Organization and Commitment
By Jon M Quigley
In our previous blog post, we discussed PPAP and objectivity or the check the box mentality. What happens when we communicate in an overly optimistic way? Below is an exchange between a supplier project management as well as the customer project management and a line manager responsible for verification.
Chief Project Manager Supplier: you must be completed with your integration testing no later than 2 weeks
Verification Line Manager at the Customer: There are more than 3000 systems level test cases, none of which are automated. This is not a two week test but probably more like 4-6 weeks
Verification Line Manager at the Customer: There is no way the testing is going to happen in the two week desired, too few people and resources for that to happen at this late of a request date. We will likely be through 10% in that time.
Chief Project Manager Supplier: I insist that your testing can and must be completed no later than 2 weeks. That way we can deliver the product to the field test personnel.
Verification Line Manager at the Customer: There is no way the testing is going to happen in the two week desired. It is not likely this can happen in that time.
Chief Project Manager Customer: We will do our best to meet your two week deadline
The meeting disbands. The line manager walks away thinking the rest of the organization wants and believes the testing will be completed in 2 weeks. Two weeks come and go, and the testing is not completed. The testing goes on to take 6 weeks. Now, this same organization laments that keeping their scheduled commitments is very difficult. In this exchange, perhaps we see some clue as to why that may be the case.
Project management discipline includes expectation management. The project manager is one conduit for resolving communications difficulties and keeps the team pushing in the same direction. This includes understand the expectations upon each team member (performed one way via a Resource Allocation Matrix). This identifies who owns what part of the project and the authorities and responsibilities in their area. So why is this important? Well the CPM at the supplier has made a demand and the exchange above could suggest that they could in fact expect the verification activities concluded in the time he demanded, though the verification group manager asserts this to not be possible. We have prepared this CPM for the news that we have achieved the goal of completing the systems verification by the date he desires….and we have professional experience and area of responsible person indicating that is not possible.

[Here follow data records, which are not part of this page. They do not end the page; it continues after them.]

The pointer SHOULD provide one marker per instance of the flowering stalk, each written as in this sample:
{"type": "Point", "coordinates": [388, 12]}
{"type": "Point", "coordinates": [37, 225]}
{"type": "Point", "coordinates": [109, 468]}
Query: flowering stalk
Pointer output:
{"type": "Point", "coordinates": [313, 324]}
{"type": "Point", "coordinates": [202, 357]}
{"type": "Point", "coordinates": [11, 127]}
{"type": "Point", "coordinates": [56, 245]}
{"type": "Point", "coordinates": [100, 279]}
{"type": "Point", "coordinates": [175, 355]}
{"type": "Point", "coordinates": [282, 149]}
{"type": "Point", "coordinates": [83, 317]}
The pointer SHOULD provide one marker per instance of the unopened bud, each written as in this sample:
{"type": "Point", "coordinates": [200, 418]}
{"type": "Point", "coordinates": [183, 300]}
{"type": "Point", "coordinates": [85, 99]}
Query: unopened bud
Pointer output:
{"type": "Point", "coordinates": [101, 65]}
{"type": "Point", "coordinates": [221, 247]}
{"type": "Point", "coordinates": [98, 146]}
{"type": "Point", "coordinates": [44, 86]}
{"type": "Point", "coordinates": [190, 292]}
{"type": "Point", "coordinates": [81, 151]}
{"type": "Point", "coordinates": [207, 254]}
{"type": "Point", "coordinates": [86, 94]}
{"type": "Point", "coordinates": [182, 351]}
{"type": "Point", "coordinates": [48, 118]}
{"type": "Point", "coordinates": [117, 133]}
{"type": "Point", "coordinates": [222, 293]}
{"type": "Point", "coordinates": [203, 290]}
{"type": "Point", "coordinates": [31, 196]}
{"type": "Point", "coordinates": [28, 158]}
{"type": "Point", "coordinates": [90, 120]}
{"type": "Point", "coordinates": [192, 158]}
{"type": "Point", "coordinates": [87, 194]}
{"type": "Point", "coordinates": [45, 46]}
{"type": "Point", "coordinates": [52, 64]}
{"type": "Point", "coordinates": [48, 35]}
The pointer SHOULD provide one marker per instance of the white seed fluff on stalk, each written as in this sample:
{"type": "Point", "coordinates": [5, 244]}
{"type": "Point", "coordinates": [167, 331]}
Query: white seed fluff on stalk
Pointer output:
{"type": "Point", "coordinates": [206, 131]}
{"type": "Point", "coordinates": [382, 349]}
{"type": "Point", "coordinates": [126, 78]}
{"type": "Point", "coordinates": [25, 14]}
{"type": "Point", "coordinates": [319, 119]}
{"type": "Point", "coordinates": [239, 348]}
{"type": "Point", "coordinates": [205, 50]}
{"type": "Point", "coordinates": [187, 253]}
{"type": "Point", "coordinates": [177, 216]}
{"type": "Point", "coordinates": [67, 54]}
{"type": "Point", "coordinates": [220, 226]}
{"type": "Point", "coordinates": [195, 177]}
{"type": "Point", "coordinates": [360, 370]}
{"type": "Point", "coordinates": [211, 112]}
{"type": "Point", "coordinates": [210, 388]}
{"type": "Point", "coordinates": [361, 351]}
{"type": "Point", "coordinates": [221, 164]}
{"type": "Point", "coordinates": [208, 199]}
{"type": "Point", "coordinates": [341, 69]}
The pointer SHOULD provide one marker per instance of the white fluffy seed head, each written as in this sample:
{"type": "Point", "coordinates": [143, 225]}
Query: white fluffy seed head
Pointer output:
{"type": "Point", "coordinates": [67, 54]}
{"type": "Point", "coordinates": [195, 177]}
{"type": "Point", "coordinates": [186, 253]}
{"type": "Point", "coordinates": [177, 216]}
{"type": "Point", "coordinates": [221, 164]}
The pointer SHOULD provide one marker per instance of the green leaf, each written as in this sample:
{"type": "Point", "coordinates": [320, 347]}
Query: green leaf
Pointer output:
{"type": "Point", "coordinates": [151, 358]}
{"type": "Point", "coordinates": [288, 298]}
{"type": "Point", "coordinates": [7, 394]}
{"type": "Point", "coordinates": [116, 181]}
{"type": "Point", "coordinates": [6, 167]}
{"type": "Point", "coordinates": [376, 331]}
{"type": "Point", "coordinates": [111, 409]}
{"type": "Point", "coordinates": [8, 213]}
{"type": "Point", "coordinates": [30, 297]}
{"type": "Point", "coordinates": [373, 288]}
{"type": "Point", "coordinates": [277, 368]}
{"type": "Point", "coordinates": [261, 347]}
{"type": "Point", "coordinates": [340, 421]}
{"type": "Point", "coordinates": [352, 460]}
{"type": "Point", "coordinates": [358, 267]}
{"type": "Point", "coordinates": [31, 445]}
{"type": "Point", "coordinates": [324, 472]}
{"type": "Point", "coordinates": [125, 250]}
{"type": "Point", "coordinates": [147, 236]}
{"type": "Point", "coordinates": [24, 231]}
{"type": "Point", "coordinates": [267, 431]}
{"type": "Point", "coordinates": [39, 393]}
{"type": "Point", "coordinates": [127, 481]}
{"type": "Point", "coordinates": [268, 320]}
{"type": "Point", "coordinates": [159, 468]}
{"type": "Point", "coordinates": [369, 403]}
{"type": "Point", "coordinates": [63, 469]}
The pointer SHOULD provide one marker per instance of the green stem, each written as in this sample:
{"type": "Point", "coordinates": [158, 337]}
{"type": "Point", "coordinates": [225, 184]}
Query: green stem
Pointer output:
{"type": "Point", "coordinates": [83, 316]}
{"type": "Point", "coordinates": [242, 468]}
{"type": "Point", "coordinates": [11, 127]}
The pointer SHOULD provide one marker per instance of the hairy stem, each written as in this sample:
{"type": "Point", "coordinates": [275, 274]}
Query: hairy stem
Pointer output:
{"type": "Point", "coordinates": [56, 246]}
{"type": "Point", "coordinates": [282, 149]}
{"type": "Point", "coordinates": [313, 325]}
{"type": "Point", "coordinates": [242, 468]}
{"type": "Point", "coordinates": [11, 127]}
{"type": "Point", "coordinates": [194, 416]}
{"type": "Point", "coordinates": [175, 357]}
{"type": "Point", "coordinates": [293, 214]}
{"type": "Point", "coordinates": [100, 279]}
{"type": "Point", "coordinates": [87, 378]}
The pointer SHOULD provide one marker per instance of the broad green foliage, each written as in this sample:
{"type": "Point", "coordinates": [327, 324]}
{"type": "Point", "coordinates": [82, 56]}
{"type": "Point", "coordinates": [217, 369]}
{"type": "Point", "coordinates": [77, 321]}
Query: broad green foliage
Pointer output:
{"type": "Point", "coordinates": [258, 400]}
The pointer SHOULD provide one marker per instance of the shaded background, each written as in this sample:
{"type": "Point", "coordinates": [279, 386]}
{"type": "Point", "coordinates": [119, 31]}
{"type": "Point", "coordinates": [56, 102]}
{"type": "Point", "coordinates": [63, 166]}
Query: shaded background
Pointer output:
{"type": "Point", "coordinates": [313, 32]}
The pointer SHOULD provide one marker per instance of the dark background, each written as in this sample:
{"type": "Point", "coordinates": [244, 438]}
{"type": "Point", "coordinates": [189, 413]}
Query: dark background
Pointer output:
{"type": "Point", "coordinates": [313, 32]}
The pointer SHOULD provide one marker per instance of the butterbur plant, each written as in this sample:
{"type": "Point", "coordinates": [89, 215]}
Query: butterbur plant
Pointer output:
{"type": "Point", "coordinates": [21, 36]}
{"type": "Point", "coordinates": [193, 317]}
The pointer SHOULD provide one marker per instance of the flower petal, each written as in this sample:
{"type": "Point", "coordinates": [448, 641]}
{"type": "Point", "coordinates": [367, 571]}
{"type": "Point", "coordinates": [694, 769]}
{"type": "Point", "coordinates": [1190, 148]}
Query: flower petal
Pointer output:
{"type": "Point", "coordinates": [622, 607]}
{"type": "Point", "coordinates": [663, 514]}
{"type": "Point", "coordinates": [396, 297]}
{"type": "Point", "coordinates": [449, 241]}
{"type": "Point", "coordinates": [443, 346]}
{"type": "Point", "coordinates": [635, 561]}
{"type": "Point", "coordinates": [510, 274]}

In discussions with other project managers, they confided that the above exchange was an easy way to diffuse the situation. A promise of doing our best did not accept (or exclude) the possibility of meeting the demanded duration from the supplier. As such, the stress or confrontation was averted. That may be true, on the other hand, it could easily be construed that the CPM at the supplier interpreted this exchange as we had in fact accepted the challenge. Imagine their surprise two weeks later, when the activities were not completed. We have failed to meet our commitment.
Is it better to avoid “conflict” than to explicitly indicate or state the facts? It sure looks like we averted the confrontation, but at what cost. In hindsight, the line manager had a good understanding of the work and the amount of time it would take to accomplish the job, and it was not the duration that the CPM at the supplier had wished. We averted any escalation to meet the un-meet-able, but in an organization that professes to have a problem with commitment and delivery; one can only wonder how much of that problem is self-inflicted. Accepting such a diffusion approach as necessary rather than rock the boat with facts, professional responsibility and experienced perspective set the level of expectation that we are very confident we will not reach.
Is it better to delay the “bad news” day? At some point, in this case two weeks later, we will hear from the CPM at the supplier. What happens when we fail to meet the target of two weeks? Is it really a target? Is it really a failure to deliver and is this a source of a reputation of inability to deliver?